Citation and Research Objects: Toward Active Research Objects

Daniel S. Katz
NCSA, CS, ECE, & iSchool
University of Illinois at Urbana-Champaign
Urbana, IL, USA
d.katz@ieee.org

Abstract This extended abstract, submitted to the Workshop on Research Objects 2019 (RO2019), being held in conjuction with the 15th International Conference on eScience (eScience 2019), discusses the state of citation for software and for data, and explains challenges in citing more complex research objects, including Research Objects. It includes a proposal for how current Research Objects and their contents can be cited, and additionally proposes Active Research Objects to make this easier.
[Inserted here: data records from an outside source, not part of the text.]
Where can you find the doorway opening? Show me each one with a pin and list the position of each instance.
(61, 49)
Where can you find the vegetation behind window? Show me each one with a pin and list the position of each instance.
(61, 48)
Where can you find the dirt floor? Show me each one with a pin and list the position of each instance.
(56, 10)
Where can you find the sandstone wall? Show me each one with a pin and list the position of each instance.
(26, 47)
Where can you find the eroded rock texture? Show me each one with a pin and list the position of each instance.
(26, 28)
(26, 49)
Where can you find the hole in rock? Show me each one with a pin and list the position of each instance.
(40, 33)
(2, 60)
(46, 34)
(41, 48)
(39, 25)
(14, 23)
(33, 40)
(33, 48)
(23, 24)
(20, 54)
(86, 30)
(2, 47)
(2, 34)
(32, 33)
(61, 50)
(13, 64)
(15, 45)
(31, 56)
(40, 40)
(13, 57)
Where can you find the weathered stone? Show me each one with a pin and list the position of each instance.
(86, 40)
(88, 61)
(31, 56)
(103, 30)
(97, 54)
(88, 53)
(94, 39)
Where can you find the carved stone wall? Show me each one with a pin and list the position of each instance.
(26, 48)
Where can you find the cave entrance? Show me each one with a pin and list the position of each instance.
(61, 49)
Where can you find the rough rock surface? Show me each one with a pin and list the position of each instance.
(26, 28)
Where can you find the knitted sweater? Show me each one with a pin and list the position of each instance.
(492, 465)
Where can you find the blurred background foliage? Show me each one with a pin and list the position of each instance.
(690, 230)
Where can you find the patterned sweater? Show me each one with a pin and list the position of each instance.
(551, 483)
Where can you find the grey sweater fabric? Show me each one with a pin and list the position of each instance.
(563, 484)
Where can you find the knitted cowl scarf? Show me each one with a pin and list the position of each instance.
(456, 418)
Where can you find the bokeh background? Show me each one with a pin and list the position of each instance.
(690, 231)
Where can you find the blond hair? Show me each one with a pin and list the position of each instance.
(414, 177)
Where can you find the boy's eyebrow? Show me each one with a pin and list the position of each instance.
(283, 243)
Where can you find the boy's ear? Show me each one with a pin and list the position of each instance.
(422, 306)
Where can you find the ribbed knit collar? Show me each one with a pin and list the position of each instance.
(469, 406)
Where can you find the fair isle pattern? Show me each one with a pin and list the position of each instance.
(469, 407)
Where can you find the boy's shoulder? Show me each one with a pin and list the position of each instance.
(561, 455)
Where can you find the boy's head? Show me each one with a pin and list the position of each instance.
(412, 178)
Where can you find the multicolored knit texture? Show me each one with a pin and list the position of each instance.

Index Terms software citation, data citation, Research Objects

I. Introduction

In the last 5 or 6 years, the research community has made good progress in creating principles for citing simple research objects, such as data  [1] and software  [2]. We have arrived at different principles for these two types of simple objects because they are fundamentally different, for example, they are treated differently by copyright law and have different types of appropriate licenses  [3]. Additionally in the recent past, a number of community efforts arose to implement these citation principles (e.g., the FORCE11 Data Citation Implementation Group, the FORCE11 Software Citation Implementation Working Group), for data most recently in the context of the FAIR data principles  [4] (e.g. Enabling FAIR Data). Note that there is no widely accepted equivalent of the FAIR data principles for software or for other research objects, though some researchers are working in this area.

Currently, citing these simple research objects (data and software) is possible, and is relatively straightforward, though not yet common practice, particularly for software. Doing so follows the example of the long-established method for citing papers:

  1. The item and associated metadata are deposited in a repository.
  2. The repository stores/archives the item and metadata, and provides an identifier that can be used to retrieve them.
  3. The identifier and metadata are used to cite the object.

However, the situation for complex research objects (objects that contain other objects) is not as clear. While the entire object can be cited as a single object, in many cases, the content objects may also have their own identifiers, particularly if they existed independently before they were added to the research object. It’s beneficial to be able to track the references to them, whether they are independent or are contained in a complex research object, and ideally, using as few identifiers as possible.

In this extended abstract, I propose a simple means for citation of existing complex research objects and their contents, then an extension of those objects to better support their citation.

II. Citing Research Objects and their contents

My first proposal is to treat the current complex research object as a container and a set of contents, and to cite the object itself and all the objects it contains that were used.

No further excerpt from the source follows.